Tidak jauh dari masjid, sebelum Simpang Garuda, tampak dua orang bapak sedang minum bandrek di meja tepi jalan sebuah warung. Agar ‘mesin’ panas kembali, kami putuskan untuk menghibur mereka, ini kali pertama kami ngamen pasca pendaratan di Pulau We.

 Karena sudah malam, sebagai vokalis merangkap gitaris, ku pilih lagu yang ada kata ‘malam’-nya, “Malam-malam aku sendiri, tanpa cintamu lagi, hanya satu keyakinanku, bintang ‘kan bersinar, menerpa hidupku, bahagia ‘kan datang.” Alasan lain aku memilih lagu itu karena di sampingku ada Fuad, fans berat Almarhumah Nike Ardilla, jadi dia bisa ikutan melepaskan suaranya. Kedua bapak barusan tampak menikmati, terhibur itu penting, bayaran itu nomor sekian, syukurnya mereka terhibur dan memberi cuan.

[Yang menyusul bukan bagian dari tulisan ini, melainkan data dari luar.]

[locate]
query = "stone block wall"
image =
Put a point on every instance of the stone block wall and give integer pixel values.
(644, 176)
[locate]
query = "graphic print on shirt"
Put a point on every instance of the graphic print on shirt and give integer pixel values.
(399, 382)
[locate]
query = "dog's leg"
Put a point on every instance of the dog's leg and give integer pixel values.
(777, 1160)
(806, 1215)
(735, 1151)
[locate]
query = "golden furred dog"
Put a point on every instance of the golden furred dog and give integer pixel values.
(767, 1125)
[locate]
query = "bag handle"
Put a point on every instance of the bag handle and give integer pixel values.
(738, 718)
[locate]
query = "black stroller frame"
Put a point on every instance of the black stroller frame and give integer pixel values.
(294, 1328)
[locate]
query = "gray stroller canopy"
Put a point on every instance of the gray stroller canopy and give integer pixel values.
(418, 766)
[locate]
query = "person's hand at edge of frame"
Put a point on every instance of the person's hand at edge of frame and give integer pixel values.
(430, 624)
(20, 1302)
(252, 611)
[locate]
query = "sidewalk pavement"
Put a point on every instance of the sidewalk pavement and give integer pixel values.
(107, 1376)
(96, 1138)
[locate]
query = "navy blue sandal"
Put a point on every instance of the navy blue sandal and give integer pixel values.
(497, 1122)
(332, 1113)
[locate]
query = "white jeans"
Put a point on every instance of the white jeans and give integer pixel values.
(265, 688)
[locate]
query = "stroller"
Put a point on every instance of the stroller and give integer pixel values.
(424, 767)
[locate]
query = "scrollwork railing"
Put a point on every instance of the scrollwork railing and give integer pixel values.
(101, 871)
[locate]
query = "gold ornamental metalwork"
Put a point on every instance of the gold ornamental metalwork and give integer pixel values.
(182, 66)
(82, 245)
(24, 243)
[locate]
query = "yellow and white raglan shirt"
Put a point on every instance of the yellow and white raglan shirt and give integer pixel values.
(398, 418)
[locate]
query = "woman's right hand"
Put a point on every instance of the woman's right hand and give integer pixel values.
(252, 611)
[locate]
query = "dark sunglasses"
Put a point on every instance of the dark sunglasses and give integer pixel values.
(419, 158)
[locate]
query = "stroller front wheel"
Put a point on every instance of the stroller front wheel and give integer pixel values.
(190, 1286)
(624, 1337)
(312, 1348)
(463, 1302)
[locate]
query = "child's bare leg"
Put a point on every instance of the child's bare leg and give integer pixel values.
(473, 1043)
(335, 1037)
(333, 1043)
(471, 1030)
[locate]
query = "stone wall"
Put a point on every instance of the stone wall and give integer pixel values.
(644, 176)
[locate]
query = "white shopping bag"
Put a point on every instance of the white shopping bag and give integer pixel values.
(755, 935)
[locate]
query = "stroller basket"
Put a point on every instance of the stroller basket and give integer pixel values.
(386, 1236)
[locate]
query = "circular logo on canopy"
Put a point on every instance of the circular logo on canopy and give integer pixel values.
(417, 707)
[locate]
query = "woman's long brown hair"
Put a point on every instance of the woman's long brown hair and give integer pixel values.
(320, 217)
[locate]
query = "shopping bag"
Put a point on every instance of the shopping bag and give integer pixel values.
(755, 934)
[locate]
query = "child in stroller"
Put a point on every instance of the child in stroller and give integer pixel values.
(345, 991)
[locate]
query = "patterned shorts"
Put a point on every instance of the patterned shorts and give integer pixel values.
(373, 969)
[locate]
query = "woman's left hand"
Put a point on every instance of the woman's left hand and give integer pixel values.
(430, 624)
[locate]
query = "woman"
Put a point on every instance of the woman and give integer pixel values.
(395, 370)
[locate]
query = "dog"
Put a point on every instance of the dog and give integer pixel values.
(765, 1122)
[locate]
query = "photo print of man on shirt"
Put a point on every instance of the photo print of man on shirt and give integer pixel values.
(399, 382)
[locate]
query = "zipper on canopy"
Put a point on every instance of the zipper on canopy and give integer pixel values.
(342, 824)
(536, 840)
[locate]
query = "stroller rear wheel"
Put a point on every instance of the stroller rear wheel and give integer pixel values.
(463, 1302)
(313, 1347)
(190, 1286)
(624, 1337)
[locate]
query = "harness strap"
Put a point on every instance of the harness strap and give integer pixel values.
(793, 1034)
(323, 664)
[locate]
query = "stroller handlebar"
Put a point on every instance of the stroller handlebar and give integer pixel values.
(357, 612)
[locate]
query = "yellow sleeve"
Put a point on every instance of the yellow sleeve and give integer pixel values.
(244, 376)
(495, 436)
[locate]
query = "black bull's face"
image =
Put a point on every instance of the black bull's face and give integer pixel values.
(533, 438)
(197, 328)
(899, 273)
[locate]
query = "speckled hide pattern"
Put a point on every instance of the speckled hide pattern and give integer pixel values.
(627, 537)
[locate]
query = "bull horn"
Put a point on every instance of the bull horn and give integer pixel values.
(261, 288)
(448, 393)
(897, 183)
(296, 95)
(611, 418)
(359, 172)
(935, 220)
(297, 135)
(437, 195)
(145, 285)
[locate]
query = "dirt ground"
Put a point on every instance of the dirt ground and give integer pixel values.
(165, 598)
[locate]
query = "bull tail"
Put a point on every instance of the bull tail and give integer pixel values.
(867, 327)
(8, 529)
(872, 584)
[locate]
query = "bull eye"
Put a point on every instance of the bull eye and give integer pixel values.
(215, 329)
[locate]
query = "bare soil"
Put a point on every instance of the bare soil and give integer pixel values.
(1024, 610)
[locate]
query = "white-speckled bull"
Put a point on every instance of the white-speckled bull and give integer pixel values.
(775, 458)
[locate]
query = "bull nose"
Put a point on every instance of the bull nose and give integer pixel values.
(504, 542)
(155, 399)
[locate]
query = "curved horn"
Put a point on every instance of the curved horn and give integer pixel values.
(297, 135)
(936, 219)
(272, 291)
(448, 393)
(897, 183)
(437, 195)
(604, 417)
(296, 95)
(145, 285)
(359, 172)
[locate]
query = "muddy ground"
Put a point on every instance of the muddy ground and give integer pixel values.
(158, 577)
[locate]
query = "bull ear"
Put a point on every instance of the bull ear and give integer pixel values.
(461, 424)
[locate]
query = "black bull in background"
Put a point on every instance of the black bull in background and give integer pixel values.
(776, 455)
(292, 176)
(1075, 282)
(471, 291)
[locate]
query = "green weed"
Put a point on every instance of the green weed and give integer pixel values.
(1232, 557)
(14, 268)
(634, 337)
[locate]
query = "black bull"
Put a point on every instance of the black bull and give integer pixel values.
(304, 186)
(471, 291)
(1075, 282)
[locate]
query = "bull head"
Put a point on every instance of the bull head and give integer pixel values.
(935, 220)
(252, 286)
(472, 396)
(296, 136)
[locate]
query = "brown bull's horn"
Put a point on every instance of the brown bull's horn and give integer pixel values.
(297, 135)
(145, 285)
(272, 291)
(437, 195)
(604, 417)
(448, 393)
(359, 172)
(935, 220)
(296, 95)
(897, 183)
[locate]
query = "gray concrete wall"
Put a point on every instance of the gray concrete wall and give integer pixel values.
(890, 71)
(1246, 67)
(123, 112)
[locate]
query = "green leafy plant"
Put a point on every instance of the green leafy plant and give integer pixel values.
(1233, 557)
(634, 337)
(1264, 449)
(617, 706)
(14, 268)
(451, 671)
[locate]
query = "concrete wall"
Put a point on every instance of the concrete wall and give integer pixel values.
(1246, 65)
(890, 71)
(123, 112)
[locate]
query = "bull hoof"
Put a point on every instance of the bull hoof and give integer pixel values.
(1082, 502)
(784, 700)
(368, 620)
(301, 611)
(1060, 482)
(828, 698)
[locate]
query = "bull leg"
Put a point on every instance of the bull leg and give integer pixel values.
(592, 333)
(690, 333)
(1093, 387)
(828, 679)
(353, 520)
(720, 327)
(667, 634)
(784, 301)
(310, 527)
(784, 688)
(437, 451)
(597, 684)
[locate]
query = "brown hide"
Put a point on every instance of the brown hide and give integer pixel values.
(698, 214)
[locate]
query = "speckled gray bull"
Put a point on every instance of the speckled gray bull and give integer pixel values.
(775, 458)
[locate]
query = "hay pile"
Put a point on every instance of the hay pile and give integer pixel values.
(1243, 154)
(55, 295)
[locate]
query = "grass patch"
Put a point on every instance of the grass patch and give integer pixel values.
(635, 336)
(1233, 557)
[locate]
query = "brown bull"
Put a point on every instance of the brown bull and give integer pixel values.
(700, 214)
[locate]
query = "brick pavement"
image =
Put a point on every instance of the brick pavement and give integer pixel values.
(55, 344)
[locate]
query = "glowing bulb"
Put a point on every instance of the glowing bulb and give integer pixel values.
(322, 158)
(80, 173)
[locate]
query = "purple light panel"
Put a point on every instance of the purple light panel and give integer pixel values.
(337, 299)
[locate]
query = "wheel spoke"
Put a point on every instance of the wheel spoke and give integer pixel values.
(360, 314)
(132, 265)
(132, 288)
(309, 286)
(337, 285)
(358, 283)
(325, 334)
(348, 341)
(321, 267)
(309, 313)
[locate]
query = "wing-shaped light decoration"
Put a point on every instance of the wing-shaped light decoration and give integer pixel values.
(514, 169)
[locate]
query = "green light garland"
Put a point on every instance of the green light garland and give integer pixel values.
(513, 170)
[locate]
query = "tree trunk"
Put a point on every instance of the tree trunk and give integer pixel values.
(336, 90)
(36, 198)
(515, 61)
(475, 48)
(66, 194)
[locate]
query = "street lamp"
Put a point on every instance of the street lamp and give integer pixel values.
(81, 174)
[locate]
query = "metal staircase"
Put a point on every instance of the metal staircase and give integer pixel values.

Kami melangkah ke Tugu Simpang Garuda, titik temu empat persimpangan jalan, dari sini terlihat tempat makan pada ruas jalan yang berbeda. Saat dihampiri ternyata warung ayam penyet, kami langsung meminta izin kepada penjual makanan. Tempatnya cukup luas, namun hanya tiga meja yang terisi. Aku yakin sebelum kami datang pengunjungnya ramai, tampak dari sisa hidangan yang belum dibereskan di beberapa meja, sayang sekali mereka belum berkesempatan menyaksikan penampilan kami.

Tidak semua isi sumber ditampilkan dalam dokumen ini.